I've gone soft!

Yes, perhaps my friends are right. Or perhaps they're just not nice people.

Oh, enough with the trying-to-suspend-the-tension thing, I'm of course talking about my desk phone (a venerable Meridian thingo) being replaced with a Catalina USB phone as part of our Sydney trial of Unified Everything (or just Unified Communications, but communications is everything, innit?).

Yes, Office Communicator 2007 is now my IM client of choice, and the phone on the desk now doesn't have a dial pad.

This initially freaked me out, but then I'm sure* DNS had much the same initial effect on people that were used to remembering their favourite IP addresses - I don't worry about the number any more, just the person I'm calling. Just like a mobile phone. That isn't mobile. That has a stonking huge library of people whose numbers I now don't need to know or care about. Excellent.

I've been pleasantly surprised with the quality (as was Test Subject 1: My Mother) - I have my good ol' "real" Nortel headset plugged in to the headphone slot on the Catalina, and other than a just-perceptible lag (I'm highly perceptive; I twitch, therefore I am), I wouldn't know I was using an IP phone. I'm not talking "oh dear there's lag it's terrible" lag here. This from a twitchy FPS abuser (isn't Bioshock good? ETQW next), to calibrate your expectations appropriately.

I retrofitted tel: protocol dialing (try it! from Start->Run! +61298702132 (er, or a number of your choice in IDD format) - though without an integrated IP phone or a Communicator PABX integrated system, chances are not a lot will happen) to a couple of our case management utilities and reports previously, so despite Clarify not having dialing capabilities directly, I can dial my Clarify customers with a click.

This is cool. This saves me time, and brain stack capacity I can use to solve a problem, rather than run the "dial an unknown number" function, which is remarkably deep in brain-stack-space terms. Might not sound like a big deal, but every day, I have to deal with short-duration-not-worth-remembering numbers, and dialing by contact (or person, or object, or item, or whatever) takes no context switch other than choosing to hit the button and keep thinking about whatever it was (Kerberos, HTTP or sleep, you'll probably find on most days).
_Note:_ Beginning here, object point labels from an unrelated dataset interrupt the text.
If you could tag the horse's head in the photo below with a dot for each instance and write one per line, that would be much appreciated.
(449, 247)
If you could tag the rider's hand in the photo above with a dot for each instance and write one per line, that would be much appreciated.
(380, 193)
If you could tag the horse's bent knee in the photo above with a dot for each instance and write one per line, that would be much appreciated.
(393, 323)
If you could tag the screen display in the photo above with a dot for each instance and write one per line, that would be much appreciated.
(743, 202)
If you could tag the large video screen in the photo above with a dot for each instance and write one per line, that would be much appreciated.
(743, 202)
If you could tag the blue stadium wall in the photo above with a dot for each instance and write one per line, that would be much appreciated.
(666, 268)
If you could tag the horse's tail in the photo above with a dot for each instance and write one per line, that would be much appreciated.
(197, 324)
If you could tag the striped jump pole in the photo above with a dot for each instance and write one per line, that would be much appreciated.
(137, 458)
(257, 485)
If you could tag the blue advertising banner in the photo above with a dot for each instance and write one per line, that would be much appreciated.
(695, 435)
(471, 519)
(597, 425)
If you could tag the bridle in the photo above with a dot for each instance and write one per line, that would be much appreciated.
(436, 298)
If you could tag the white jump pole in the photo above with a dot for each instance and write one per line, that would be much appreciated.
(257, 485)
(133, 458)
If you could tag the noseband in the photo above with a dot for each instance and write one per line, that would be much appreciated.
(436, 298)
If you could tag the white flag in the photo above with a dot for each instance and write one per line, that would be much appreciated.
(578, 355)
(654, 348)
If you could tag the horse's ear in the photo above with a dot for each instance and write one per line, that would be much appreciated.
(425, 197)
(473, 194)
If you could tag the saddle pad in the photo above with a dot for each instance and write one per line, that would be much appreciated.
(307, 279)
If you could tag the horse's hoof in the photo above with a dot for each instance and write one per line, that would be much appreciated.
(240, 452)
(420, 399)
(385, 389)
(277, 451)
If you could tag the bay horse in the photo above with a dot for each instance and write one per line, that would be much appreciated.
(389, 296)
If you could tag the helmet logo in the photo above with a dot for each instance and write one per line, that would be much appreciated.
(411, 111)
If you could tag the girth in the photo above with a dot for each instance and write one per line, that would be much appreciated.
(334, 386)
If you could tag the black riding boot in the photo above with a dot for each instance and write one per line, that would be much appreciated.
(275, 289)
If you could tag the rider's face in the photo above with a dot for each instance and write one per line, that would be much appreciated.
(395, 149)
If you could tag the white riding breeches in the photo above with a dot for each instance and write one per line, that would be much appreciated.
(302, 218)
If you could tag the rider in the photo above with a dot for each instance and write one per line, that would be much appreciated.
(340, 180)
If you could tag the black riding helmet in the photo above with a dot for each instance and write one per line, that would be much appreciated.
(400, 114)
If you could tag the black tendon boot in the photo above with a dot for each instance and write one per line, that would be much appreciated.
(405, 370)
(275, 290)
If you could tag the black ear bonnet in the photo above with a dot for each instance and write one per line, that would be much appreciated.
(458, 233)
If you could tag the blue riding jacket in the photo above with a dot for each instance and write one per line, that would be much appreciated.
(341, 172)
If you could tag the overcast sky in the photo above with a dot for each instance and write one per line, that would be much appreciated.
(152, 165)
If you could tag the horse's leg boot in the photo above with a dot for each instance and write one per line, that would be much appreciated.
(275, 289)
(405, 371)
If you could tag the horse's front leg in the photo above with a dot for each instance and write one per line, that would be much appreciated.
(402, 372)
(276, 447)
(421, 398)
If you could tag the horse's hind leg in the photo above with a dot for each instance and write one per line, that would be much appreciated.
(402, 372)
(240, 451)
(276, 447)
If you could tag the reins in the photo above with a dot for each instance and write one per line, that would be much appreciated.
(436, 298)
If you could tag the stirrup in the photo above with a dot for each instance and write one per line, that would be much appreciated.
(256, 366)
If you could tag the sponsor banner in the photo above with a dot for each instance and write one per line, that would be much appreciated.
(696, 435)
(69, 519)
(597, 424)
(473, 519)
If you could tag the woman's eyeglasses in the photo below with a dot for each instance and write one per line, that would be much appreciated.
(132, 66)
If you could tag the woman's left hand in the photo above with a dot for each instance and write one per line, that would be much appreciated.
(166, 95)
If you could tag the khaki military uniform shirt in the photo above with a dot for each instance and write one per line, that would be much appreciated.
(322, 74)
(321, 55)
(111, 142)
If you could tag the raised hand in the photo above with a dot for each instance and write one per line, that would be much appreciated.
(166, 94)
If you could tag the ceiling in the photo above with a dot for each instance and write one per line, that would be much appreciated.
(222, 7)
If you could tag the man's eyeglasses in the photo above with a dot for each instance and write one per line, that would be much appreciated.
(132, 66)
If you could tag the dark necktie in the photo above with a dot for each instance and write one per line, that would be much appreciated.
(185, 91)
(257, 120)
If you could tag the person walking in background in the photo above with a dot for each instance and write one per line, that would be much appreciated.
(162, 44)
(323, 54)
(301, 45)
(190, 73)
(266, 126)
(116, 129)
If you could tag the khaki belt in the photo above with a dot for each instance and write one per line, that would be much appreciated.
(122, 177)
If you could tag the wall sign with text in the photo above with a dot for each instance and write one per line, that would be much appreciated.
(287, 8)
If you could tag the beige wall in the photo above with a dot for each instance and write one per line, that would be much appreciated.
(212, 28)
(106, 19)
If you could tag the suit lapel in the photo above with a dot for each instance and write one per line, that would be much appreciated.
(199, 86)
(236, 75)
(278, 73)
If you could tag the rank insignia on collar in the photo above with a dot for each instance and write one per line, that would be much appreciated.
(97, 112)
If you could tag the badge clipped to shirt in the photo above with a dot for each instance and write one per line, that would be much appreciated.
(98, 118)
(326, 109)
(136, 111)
The overall Exchange Unified Messaging experience - and it's one I'll hasten to point out I know nothing about in any meaningful sense - has been very, very impressive since the upgrade.

Missed phone calls are emailed to me as voicemail that I can listen to anywhere I can do email (or I can dial in and have my email read to me, and listen to voicemail). Missed IM conversations are emailed to me (I cannot tell you how happy having automatic Conversation History in Communicator makes me. Actually, I'll try: VERY! ), I can dial people by right clicking them in Communicator or Outlook... This is good, I claim. This is the future! (Where are the robots?)